Les meilleures pratiques recommandées sont les suivantes : commencez par un minimum d’images sans distribution et n’ajoutez que ce qui est absolument nécessaire. Moins il y en a d’éléments, plus c’est sécurisé.

  • Utilisez un système d’exploitation hôte minimal, mettez fin aux montages en lecture seule et utilisez les options SELinux pour encore plus de contrôle
  • Analysez les images pour rechercher des vulnérabilités de haut en bas, y compris les images du système d’exploitation et les images extérieures de toute nature. Il n’existe pas de source fiable extérieure.
  • Utilisez les espaces de nommage et le contrôle d’accès basé sur les rôles pour segmenter le cluster et les utilisateurs de manière logique.

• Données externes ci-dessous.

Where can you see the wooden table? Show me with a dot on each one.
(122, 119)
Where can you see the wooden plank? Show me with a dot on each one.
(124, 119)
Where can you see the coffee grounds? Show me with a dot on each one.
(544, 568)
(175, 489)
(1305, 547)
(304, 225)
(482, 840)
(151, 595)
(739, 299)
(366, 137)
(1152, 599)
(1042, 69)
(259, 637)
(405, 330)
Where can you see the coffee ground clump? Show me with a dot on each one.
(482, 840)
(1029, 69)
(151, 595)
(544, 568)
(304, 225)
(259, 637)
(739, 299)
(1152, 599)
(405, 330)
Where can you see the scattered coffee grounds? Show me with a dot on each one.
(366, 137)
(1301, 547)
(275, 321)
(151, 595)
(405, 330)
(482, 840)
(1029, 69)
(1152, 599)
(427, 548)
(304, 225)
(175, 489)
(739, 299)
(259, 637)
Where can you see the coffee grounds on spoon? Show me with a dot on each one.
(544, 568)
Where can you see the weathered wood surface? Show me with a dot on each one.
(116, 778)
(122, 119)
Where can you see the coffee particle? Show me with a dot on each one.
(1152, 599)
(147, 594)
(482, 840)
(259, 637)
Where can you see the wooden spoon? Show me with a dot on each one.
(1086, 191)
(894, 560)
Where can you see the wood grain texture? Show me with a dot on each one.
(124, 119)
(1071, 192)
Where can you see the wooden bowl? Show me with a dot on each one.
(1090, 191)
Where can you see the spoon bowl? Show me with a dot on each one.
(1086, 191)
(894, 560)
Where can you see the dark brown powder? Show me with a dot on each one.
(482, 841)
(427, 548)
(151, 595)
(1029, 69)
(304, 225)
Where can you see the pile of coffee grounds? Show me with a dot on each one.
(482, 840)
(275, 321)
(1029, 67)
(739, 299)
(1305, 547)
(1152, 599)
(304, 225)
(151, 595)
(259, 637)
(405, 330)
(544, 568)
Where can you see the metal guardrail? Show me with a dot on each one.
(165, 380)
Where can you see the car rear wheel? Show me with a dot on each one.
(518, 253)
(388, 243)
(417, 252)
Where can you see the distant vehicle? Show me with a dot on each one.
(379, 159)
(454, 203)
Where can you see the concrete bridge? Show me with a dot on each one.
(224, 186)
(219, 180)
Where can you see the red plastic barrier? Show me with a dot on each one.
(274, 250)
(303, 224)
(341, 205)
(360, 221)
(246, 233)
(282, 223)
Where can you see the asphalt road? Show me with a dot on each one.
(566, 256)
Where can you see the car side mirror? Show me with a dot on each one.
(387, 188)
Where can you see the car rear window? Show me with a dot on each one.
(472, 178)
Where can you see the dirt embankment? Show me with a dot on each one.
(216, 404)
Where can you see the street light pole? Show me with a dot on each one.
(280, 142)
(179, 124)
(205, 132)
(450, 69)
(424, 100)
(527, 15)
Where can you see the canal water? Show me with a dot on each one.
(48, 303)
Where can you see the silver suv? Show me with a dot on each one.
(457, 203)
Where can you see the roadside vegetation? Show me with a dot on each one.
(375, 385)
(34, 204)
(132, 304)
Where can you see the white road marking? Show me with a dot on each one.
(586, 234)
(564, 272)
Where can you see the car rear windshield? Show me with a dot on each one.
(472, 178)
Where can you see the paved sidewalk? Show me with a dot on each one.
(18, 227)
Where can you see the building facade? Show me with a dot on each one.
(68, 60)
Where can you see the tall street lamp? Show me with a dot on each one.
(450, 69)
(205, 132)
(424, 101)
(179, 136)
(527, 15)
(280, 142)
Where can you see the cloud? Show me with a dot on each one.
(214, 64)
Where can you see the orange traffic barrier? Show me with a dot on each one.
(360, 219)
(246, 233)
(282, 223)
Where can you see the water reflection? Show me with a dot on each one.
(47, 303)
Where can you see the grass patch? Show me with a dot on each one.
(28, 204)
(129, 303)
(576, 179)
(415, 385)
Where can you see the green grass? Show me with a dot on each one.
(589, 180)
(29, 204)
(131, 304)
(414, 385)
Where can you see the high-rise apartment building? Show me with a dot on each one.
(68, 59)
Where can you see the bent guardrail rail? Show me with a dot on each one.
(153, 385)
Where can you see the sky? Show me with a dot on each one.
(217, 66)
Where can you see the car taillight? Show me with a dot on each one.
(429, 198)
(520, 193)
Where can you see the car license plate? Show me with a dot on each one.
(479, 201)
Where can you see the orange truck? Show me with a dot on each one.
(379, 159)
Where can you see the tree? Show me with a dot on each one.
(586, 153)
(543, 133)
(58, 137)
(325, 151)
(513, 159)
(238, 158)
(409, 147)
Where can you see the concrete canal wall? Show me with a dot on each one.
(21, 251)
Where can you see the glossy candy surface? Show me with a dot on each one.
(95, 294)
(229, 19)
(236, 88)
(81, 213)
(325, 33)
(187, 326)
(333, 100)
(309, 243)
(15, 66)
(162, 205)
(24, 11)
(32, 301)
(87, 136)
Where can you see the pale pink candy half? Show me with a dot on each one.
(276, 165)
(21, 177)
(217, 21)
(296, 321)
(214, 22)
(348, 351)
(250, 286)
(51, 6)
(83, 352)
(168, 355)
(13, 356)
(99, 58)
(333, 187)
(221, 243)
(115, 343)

Si un élément n’est pas nécessaire, il ne doit pas être visible.
  • Le réseau Kubernetes par défaut permet des communications universelles. Ainsi, la segmentation du réseau doit être mise en place avant la production. Définissez avec soin des règles d’ingress/egress pour garantir le routage correct des connexions.
  • Limitez les privilèges au minimum et n’exécutez jamais les processus d’application en tant que racines. L’utilisation d’un système de fichiers racines en lecture seule empêche toute attaque qui dépend de l’installation de logiciels ou de la modification du système de fichiers.
  • Intégrez des fonctions de sécurité comme l’analyse d’images dans le pipeline CI/CD. Mieux encore, exécutez des tests de sécurité CIS.
  • Sécurisez le cluster. Configurez le contrôle d’accès basé sur les rôles pour limiter l’accès au serveur d’API et vous assurer que toutes les communications etcd sont sécurisées avec le chiffrement TLS. De même, verrouillez les autorisations kubelets en configurant le contrôle d’accès basé sur les rôles pour les kubelets.
  • Utilisez les contrôles intégrés dans Kubernetes, comme la configuration du contexte de sécurité pour limiter l’accès aux pods.
  • La sécurité proactive doit inclure la surveillance de l’activité des processus, des communications entre les services et des communications externes au cluster.